Lorin Maazel | Bildquelle: picture-alliance/dpa Just als Helmut Zehetner bei den Wiener Philharmonikern anfängt, ist die Ära Willi Boskovskys zu Ende. Als Boskovsky im Oktober 1979 schwer erkrankt, entscheidet man sich für den international renommierten Dirigenten Lorin Maazel. Er dirigiert das Neujahrskonzert bis 1986. Danach – bis heute – wechseln die Dirigenten jährlich.
Geiger Helmut Zehetner will sich nicht festlegen, ob es für ihn in den letzten 35 Jahren das eine "beste Neujahrskonzert" gab – oder ob er gar einen Lieblingsdirigenten vor sich hatte. Zu verschieden seien die einzelnen Persönlichkeiten und jeder habe, so Zehetner, "auf seine Art etwas Faszinierendes." Ein besonderes Highlights sei gewesen, als Carlos Kleiber 1989 den Taktstock schwang: "Das hatte eine Sensibilität, die mit ihm ganz intensiv verwoben war." Aber auch unter Zubin Mehta habe es Konzerte gegeben, die die Energie der Tanzmusik unglaublich stark ausgedrückt hätten.
Gustavo Dudamel | Bildquelle: Harald Hoffmann Dass sich die Star-Dirigenten nun jährlich abwechseln, hat sicherlich zusätzlich zur Internationalisierung des Neujahrskonzerts in den letzten Jahrzehnten beigetragen. Das lässt sich unschwer an dessen Medienwirksamkeit ablesen: Noch bis in die frühen 1990er-Jahre wurde vom Fernsehen nur der zweite Teil des Konzerts übertragen. Heute gibt es für die etwa 50 Millionen Zuschauer aus 92 Ländern die volle Packung – mit teils ausuferndem Vorprogramm.
Der in Venezuela geborene, erst 35-jährige Maestro Gustavo Dudamel war am 1. Januar 2017 der bislang jüngste Dirigent in der Geschichte des Neujahrskonzerts. Geiger Helmut Zehetner stellt amüsiert fest, dass Dudamel just in dem Jahr geboren wurde, in dem er sein erstes Neujahrskonzert spielte.
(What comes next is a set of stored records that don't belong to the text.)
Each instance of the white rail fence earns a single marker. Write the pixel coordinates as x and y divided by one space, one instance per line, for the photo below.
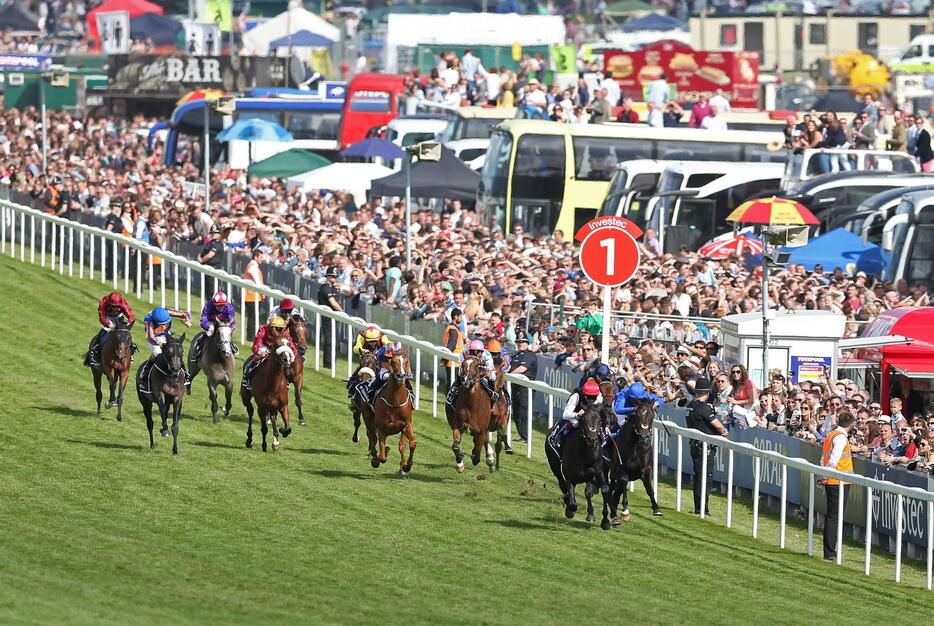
27 234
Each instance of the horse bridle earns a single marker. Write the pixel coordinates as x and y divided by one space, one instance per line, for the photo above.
294 335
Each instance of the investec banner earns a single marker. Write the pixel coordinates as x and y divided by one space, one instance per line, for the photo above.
177 75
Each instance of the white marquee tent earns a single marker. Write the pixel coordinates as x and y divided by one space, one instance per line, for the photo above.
256 41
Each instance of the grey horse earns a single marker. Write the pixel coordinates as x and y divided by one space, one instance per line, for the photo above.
217 362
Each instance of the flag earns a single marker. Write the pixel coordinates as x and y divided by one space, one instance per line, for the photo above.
220 12
113 27
564 59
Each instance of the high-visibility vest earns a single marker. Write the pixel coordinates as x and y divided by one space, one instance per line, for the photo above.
458 347
248 294
845 464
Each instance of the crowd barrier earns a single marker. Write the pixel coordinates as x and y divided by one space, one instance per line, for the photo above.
78 249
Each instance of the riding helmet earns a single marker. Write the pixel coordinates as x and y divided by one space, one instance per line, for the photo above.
591 388
277 322
636 391
160 315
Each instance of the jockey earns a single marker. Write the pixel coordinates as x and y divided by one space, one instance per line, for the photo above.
629 398
285 310
599 372
112 308
221 310
383 356
159 324
370 340
586 396
487 367
265 340
500 362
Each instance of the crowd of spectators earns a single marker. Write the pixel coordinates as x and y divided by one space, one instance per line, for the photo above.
877 126
508 285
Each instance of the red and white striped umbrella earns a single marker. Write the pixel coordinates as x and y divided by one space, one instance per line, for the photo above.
722 247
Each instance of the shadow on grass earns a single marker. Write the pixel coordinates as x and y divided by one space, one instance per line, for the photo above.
214 444
106 445
323 451
69 411
555 527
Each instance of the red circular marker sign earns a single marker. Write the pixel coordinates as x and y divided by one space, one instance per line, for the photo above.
609 254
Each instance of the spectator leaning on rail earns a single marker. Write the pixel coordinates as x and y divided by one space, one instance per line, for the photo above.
836 454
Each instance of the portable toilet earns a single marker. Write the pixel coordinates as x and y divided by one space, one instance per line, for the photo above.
803 346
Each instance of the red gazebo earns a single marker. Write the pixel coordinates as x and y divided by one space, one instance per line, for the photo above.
134 7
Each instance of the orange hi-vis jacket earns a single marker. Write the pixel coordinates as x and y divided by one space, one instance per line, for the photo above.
845 464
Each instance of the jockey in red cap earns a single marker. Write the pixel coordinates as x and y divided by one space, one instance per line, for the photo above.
111 310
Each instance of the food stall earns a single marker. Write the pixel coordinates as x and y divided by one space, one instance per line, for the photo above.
906 369
692 72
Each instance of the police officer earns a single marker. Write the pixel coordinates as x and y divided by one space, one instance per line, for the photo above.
702 417
525 363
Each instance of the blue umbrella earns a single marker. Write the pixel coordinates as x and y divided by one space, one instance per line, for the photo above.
255 129
302 39
372 148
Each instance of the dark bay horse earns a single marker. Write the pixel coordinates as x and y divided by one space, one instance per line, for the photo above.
365 372
580 461
391 414
163 384
217 362
116 359
270 389
630 458
473 412
298 329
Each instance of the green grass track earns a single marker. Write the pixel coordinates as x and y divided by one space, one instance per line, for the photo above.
96 528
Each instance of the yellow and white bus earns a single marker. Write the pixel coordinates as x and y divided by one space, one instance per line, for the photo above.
545 176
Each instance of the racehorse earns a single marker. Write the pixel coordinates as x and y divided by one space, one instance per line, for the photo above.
116 358
473 411
270 388
217 362
391 414
165 386
630 457
298 329
580 461
358 401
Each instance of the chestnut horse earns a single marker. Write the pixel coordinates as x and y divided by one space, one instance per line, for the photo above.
391 414
358 400
270 388
298 329
473 411
116 358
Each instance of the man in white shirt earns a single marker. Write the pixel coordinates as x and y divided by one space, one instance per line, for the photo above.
715 121
612 90
720 101
658 92
655 118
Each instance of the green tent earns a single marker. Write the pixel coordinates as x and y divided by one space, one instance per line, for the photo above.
630 6
289 163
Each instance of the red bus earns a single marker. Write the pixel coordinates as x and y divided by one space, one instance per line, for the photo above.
371 100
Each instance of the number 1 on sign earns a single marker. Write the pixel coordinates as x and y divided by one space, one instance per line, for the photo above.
610 244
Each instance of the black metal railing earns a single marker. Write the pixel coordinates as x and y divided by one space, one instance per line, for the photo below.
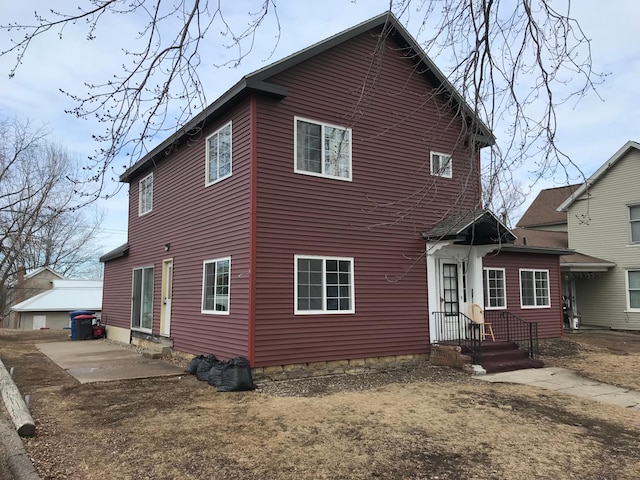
511 328
459 329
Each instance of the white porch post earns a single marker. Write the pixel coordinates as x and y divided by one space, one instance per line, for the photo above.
433 287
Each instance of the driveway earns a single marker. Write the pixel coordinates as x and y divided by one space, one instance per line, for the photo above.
102 361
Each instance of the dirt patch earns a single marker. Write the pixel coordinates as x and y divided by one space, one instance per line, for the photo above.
407 422
602 355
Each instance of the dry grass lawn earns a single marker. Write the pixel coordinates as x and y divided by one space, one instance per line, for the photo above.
427 423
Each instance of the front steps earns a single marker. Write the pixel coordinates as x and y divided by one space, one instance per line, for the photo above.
503 356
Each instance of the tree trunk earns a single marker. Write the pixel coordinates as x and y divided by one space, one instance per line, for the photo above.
15 405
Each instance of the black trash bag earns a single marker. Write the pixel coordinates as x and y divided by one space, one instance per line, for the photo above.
193 366
205 365
236 376
215 374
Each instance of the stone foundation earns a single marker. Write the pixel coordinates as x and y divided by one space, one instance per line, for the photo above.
449 356
332 367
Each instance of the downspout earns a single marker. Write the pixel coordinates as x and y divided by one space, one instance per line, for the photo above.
253 194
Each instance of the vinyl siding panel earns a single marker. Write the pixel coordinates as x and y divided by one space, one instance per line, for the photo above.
599 226
549 320
377 218
198 223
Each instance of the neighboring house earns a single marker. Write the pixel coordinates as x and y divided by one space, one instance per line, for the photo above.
50 309
25 286
543 225
326 207
603 217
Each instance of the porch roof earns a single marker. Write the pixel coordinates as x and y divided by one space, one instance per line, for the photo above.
476 227
579 262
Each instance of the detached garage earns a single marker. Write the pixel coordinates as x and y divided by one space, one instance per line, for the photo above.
51 309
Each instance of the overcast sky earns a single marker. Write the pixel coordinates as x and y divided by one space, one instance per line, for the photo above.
589 132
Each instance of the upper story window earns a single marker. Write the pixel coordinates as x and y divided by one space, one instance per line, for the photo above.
323 150
441 165
216 282
634 217
219 154
324 285
495 288
145 195
534 288
633 289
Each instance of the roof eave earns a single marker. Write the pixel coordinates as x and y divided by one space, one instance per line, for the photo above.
599 173
532 249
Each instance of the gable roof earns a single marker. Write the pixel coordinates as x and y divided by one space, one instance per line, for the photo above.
477 227
65 296
39 270
626 148
543 210
257 82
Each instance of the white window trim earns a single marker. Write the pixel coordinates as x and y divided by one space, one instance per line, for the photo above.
322 124
204 264
206 178
443 175
487 305
324 311
141 196
534 296
627 290
142 329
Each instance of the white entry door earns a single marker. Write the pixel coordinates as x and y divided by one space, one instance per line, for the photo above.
167 287
452 293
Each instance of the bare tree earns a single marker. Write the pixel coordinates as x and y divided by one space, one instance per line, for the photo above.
40 223
514 62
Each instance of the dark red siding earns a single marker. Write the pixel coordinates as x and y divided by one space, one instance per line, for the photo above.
198 223
377 218
549 319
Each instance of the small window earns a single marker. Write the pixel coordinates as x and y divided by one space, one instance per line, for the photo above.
219 155
215 286
145 193
633 282
324 285
322 150
634 216
441 165
534 288
495 288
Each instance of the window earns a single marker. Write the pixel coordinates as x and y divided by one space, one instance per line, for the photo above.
495 295
142 304
215 286
633 281
441 165
534 288
145 193
219 155
634 216
323 150
324 285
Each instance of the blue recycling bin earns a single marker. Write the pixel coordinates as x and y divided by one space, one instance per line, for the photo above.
81 323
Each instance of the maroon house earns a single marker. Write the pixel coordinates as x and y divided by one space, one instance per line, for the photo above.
326 207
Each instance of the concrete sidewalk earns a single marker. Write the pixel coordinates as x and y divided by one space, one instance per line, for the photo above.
102 361
567 381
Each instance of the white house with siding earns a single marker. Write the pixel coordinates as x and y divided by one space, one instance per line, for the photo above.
603 220
51 309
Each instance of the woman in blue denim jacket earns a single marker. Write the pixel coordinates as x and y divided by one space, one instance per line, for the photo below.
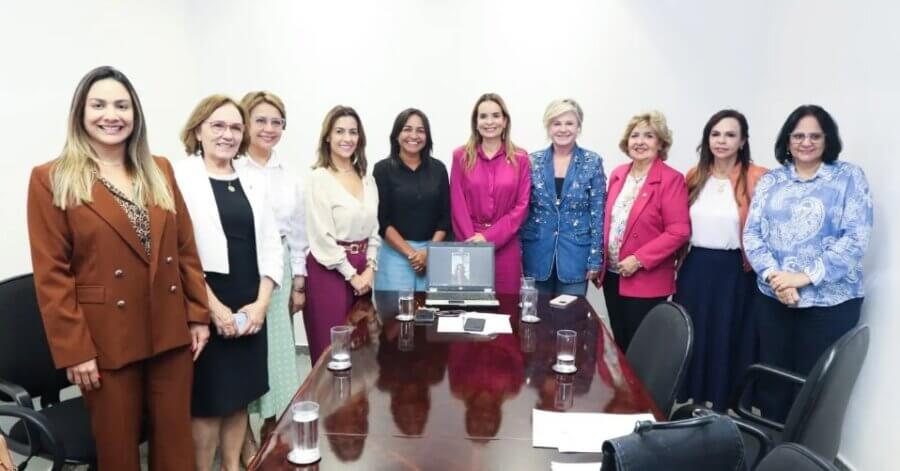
562 239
Seit 1959 wird das Neujahrskonzert vom ORF live in alle Welt übertragen – heuer in über 90 Länder, und 50 Millionen Fernsehzuschauer sind an den Bildschirmen mit dabei. Weltweit schließen sich jedes Jahr mehr als 300 Radiostationen dem musikalischen Neujahrsgruß an. Die Fernsehübertragung untermalen teilweise thematisch zugehörige Bilder oder live getanzte Balletteinlagen aus dem Schloss Schönbrunn. 2008 wurde sogar erstmals live im Goldenen Saal getanzt. Die Philharmoniker treten 2017 anlässlich ihres 175-jährigen Jubiläums beim Neujahrskonzert in neuer Konzertkleidung auf, die von Vivienne Westwood und Andreas Kronthaler entworfen wurde.